Ce fut avec une sorte de respect.

« Y a-t-il donc encore des gens faits comme cela ? murmura-t-il, et une conscience peut-elle être troublée pour si peu ? Mort diable ! je connais plus d’une sainte qui n’aurait point ces scrupules. »

Il regarda au dehors et ajouta :

« Voici la nuit tout à fait tombée. Elle peut arriver d’un instant à l’autre. Sauf réflexions ultérieures et meilleur avis, voici, je crois, la manière de procéder, pour hériter le plus possible de mon digne ami et compère l’intendant Guezevern : prendre sa femme d’abord, ensuite vendre ses domaines à M. le baron, moyennant moitié partout, plus une jolie somme pour le titre de comte, qui ne se peut point partager… car il serait dangereux de garder tout, en achevant la comédie commencée. Il y a alibi évident. Les témoins abonderaient pour prouver que maître Pol n’était point à Pardaillan, mais bien à Paris, lors des signatures. »
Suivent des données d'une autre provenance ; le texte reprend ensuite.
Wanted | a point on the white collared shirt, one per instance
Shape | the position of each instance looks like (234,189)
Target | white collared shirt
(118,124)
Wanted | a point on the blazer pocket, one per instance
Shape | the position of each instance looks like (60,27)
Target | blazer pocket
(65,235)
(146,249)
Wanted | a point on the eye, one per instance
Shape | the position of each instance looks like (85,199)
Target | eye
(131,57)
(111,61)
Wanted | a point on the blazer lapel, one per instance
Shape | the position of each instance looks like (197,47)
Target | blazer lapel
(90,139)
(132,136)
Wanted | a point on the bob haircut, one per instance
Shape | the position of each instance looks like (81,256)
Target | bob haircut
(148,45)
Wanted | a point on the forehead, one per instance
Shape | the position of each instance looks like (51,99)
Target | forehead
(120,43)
Il se leva brusquement et s’écria :

« En besogne ! Il faut faire disparaître tout ce qui pourrait éveiller dans ce joli petit cœur un soupçon ou une inquiétude. Mme Éliane, en entrant ici, doit se croire dans la chambre nuptiale. Il sera temps de la détromper demain matin ! »

Nous l’avons dit : il y a des poltrons qui agissent en hommes hardis. Quand le danger n’est pas actuel et représenté par une menace physique, ceux-là vont de l’avant aussi bien et mieux que les intrépides.

Renaud de Saint-Venant n’avait certes pas prévu avec exactitude tout ce qui se produisait autour de lui. Il avait semé le mal au hasard, et la récolte dépassait de beaucoup son espérance. Moissonneur de nuit, il ne craignait plus de se trouver en présence du maître, armé pour défendre son bien. Il n’y avait plus là qu’une femme : Renaud se sentait brave comme un lion.

Il arracha la bande de parchemin collée sur l’armoire et gratta avec soin la trace des scellés. La chambre fut ensuite remise en ordre tant bien que mal, après quoi Renaud gagna l’alcôve large et profonde où maître Pol avait dormi sa dernière nuit.

Il en souleva les rideaux avec une véritable émotion.

« Morbleu ! murmura-t-il, voilà un frisson qui me fait honte. Mon digne ami ne saurait plus être qu’un revenant, à cette heure… et je n’ai pas peur des fantômes, je suppose ! »

Son ricanement rompit le silence de la chambre, et il tressaillit de la tête aux pieds.

Il lui semblait qu’une forme immobile reposait sur le lit défait.

Il s’approcha : c’était l’ancienne défroque de Guezevern : les diverses pièces du costume que Guezevern avait en quittant le château de Vendôme.

Renaud se prit à rire, cette fois franchement.

« Quand on a de la veine, dit-il en dépouillant lestement son pourpoint, les atouts ne manquent jamais. J’ai la veine et voici une pleine poignée d’atouts ! »

Il cacha son vêtement sous le lit et passa celui de maître Pol, ajoutant à part lui :

« Désormais, ma belle Éliane n’y verra que du feu !

Ce fut sa dernière parole. Il alla ouvrir la porte d’entrée pour poser la clef dans la serrure au dehors, mit la lampe allumée sur le meuble le plus éloigné de l’alcôve et passa derrière les rideaux.

L’instant après, il était étendu sur le lit, tout habillé, non point pour dormir, mais pour guetter, attentif et inquiet comme un chasseur à l’affût, l’arrivée de Mme Éliane.